Brazil updates eFX rules for betting-era payments while maintaining dedicated transaction classification for gaming flows
Brazil’s Central Bank has approved a new package of rules for the eFX international payment service, tightening who can operate it and how funds must be handled, while the country’s foreign-exchange framework continues to use a dedicated classification code for “games and bets” transactions.
The fresh regulatory step came on 30 April 2026, when the Banco Central approved Resolution BCB No. 561 to update the rules for eFX, the regulated model used for digital international payments, purchases, withdrawals and transfers. The Central Bank said the reform is meant to improve security, transparency and alignment with international standards for preventing illicit financial activity.
The most immediate practical change is institutional control. According to the Central Bank and Agência Brasil, eFX will now be restricted to institutions authorized by the BCB, while providers not yet authorized may continue temporarily but must seek authorization by May 2027. The same update requires monthly reporting to the Central Bank and the use of segregated accounts for the movement of client funds, showing a clear shift toward tighter compliance around cross-border digital payments.
The reform also broadens the permitted use of eFX. Agência Brasil reported that the updated framework extends the service to investments in financial and capital markets in Brazil and abroad, with a limit of US$10,000 per transaction, while the official norm confirms transitional obligations such as Unicad registration by 30 October 2026 for authorized institutions that provide eFX. In other words, the Central Bank is simultaneously expanding legitimate use cases and strengthening the control architecture around them.

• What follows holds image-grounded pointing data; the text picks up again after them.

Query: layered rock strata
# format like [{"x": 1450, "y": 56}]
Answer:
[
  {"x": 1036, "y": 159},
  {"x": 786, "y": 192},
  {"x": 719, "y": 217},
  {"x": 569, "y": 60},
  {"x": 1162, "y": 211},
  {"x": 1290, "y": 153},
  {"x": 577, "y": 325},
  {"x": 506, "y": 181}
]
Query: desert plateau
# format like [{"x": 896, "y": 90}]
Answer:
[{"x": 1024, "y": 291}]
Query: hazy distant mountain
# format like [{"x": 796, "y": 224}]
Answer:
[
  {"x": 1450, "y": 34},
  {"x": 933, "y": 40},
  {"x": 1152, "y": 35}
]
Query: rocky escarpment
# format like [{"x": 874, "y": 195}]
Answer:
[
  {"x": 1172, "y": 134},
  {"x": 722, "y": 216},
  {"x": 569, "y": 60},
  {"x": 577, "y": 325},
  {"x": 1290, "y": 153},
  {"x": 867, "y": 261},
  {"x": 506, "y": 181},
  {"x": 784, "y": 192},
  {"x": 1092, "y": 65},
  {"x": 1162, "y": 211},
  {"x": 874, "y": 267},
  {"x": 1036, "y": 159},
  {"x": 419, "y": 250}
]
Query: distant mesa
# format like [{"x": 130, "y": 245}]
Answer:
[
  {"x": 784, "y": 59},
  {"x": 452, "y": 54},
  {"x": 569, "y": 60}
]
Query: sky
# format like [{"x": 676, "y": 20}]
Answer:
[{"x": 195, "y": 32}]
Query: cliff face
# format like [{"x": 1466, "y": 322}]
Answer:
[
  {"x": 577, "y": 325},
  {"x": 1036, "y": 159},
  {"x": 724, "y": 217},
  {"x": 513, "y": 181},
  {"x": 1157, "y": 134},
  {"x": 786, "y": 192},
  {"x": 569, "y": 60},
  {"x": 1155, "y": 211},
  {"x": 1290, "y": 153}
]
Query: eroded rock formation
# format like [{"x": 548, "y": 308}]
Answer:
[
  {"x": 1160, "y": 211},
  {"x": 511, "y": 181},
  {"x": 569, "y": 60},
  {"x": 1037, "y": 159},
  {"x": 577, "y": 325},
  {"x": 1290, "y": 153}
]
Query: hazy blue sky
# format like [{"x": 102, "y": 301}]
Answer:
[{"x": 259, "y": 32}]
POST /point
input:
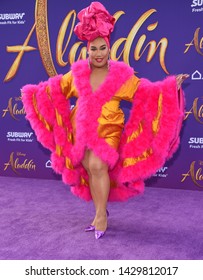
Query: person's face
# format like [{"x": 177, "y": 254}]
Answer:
[{"x": 98, "y": 53}]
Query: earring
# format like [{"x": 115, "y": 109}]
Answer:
[
  {"x": 88, "y": 60},
  {"x": 109, "y": 61}
]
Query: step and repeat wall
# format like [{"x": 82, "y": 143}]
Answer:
[{"x": 157, "y": 38}]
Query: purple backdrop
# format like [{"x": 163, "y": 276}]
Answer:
[{"x": 154, "y": 37}]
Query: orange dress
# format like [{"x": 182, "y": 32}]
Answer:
[{"x": 133, "y": 152}]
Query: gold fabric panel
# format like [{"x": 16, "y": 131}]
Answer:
[
  {"x": 136, "y": 133},
  {"x": 48, "y": 126},
  {"x": 68, "y": 163},
  {"x": 58, "y": 150},
  {"x": 58, "y": 118},
  {"x": 111, "y": 120}
]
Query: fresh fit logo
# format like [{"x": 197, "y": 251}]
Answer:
[
  {"x": 12, "y": 18},
  {"x": 197, "y": 6},
  {"x": 195, "y": 143},
  {"x": 13, "y": 136},
  {"x": 15, "y": 16}
]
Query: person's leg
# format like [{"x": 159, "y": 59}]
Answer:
[
  {"x": 85, "y": 163},
  {"x": 100, "y": 187}
]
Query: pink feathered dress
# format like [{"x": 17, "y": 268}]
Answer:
[{"x": 134, "y": 152}]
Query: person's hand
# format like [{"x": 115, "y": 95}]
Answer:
[{"x": 180, "y": 79}]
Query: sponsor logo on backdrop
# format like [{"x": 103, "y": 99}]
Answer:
[
  {"x": 195, "y": 143},
  {"x": 195, "y": 43},
  {"x": 162, "y": 172},
  {"x": 195, "y": 173},
  {"x": 18, "y": 162},
  {"x": 197, "y": 6},
  {"x": 48, "y": 164},
  {"x": 14, "y": 108},
  {"x": 196, "y": 75},
  {"x": 196, "y": 110},
  {"x": 14, "y": 136},
  {"x": 12, "y": 18}
]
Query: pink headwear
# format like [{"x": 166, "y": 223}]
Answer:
[{"x": 95, "y": 21}]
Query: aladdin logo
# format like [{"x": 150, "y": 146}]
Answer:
[
  {"x": 161, "y": 172},
  {"x": 195, "y": 173},
  {"x": 196, "y": 110},
  {"x": 13, "y": 108},
  {"x": 19, "y": 136},
  {"x": 196, "y": 42},
  {"x": 197, "y": 3},
  {"x": 20, "y": 162},
  {"x": 196, "y": 140}
]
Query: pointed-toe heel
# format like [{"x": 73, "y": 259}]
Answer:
[
  {"x": 99, "y": 234},
  {"x": 90, "y": 228}
]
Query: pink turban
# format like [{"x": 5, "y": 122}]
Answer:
[{"x": 95, "y": 21}]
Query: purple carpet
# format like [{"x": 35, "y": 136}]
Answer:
[{"x": 42, "y": 220}]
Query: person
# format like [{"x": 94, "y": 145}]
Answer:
[{"x": 99, "y": 157}]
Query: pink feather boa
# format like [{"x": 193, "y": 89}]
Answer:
[{"x": 129, "y": 180}]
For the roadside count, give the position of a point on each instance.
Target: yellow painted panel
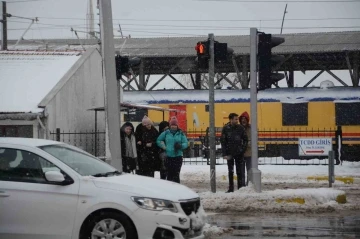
(269, 115)
(321, 115)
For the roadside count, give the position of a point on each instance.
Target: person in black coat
(164, 125)
(139, 149)
(128, 148)
(233, 145)
(150, 151)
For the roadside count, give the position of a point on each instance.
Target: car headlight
(155, 204)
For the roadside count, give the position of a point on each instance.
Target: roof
(184, 46)
(285, 95)
(27, 77)
(30, 142)
(129, 106)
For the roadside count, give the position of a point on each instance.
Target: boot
(231, 183)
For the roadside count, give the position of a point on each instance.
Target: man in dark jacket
(164, 125)
(128, 148)
(233, 144)
(150, 151)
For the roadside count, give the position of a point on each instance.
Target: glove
(177, 146)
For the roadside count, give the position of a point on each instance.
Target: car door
(30, 206)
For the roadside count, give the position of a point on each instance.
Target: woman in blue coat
(173, 141)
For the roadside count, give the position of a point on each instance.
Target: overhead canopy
(124, 107)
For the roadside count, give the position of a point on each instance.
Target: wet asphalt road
(268, 226)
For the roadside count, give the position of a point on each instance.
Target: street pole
(4, 27)
(255, 173)
(212, 115)
(111, 90)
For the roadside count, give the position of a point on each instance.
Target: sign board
(315, 146)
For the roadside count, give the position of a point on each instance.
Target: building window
(347, 113)
(135, 115)
(295, 114)
(25, 131)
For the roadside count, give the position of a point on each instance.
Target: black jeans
(173, 166)
(247, 161)
(240, 171)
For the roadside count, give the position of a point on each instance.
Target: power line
(282, 1)
(210, 20)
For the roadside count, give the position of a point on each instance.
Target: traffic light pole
(111, 90)
(212, 115)
(255, 173)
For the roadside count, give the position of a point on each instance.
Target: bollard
(331, 168)
(191, 148)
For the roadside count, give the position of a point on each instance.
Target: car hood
(146, 187)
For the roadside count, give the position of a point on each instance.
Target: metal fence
(89, 141)
(275, 146)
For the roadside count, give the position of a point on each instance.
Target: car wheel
(109, 225)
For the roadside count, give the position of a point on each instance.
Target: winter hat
(146, 120)
(246, 115)
(173, 121)
(162, 125)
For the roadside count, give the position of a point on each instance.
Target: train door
(181, 115)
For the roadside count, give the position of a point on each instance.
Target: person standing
(233, 144)
(173, 141)
(163, 126)
(128, 147)
(150, 151)
(245, 121)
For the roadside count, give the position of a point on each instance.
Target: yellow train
(284, 115)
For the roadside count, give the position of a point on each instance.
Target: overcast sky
(163, 18)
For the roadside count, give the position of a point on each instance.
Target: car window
(80, 161)
(23, 166)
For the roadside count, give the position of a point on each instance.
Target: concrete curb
(346, 180)
(340, 199)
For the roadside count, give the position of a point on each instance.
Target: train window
(295, 114)
(347, 113)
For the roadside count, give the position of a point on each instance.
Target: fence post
(331, 168)
(58, 134)
(338, 144)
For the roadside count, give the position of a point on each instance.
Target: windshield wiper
(106, 174)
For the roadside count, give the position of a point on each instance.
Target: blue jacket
(167, 140)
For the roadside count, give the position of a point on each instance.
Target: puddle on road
(294, 226)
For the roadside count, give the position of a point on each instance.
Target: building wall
(80, 90)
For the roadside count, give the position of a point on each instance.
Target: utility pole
(212, 115)
(282, 23)
(255, 173)
(4, 27)
(111, 90)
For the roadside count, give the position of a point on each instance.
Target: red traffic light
(200, 48)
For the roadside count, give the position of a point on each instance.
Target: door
(31, 207)
(181, 115)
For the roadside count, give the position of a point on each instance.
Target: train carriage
(284, 115)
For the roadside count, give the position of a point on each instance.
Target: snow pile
(198, 219)
(210, 230)
(272, 173)
(280, 200)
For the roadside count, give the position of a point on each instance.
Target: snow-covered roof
(285, 95)
(26, 77)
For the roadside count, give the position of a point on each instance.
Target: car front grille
(190, 206)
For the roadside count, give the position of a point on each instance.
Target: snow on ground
(285, 189)
(273, 173)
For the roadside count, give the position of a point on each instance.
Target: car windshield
(82, 162)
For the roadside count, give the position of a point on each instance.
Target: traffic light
(221, 52)
(203, 54)
(123, 64)
(267, 60)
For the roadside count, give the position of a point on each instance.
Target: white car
(50, 189)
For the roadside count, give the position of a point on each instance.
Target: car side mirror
(55, 177)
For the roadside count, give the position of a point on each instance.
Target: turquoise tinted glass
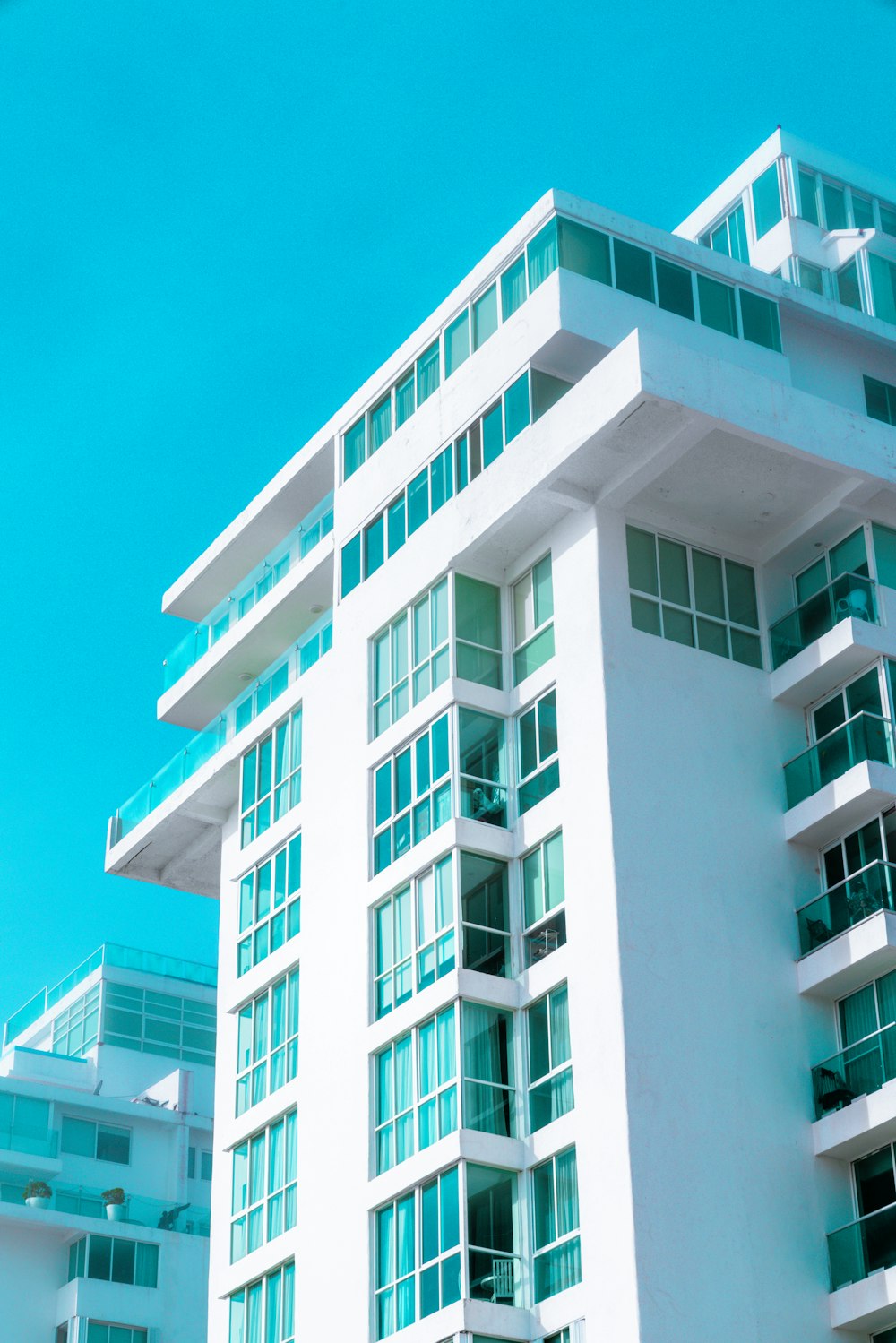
(457, 342)
(513, 288)
(766, 201)
(759, 317)
(351, 564)
(584, 250)
(485, 316)
(716, 306)
(634, 269)
(543, 254)
(675, 289)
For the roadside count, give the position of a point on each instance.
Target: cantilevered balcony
(841, 779)
(848, 933)
(825, 640)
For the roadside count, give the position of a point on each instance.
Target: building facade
(107, 1090)
(544, 771)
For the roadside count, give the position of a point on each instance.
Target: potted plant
(115, 1201)
(37, 1192)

An important accuracy point is that the dedicated betting code is not entirely new in 2026. In the Central Bank’s 2022 foreign-exchange framework, the regulator already created specific codes for “games and bets” flows, stating that the purpose was to improve direct identification of such operations for supervision and statistics. In the annexed classification tables, the eFX code for “jogos e apostas” is 34045, while a broader services code for “jogos e apostas” is 46150.
That matters because Brazil’s fixed-odds betting market is no longer operating in a legal vacuum. The Ministry of Finance says only companies previously authorized by the Secretariat of Prizes and Betting may operate nationally since 1 January 2025, and federally authorized betting sites use the “.bet.br” domain. Against that backdrop, the combination of a dedicated FX classification and stricter eFX governance points to a broader policy objective: making gambling-related financial flows more visible, more traceable and easier to separate from illegal or opaque activity.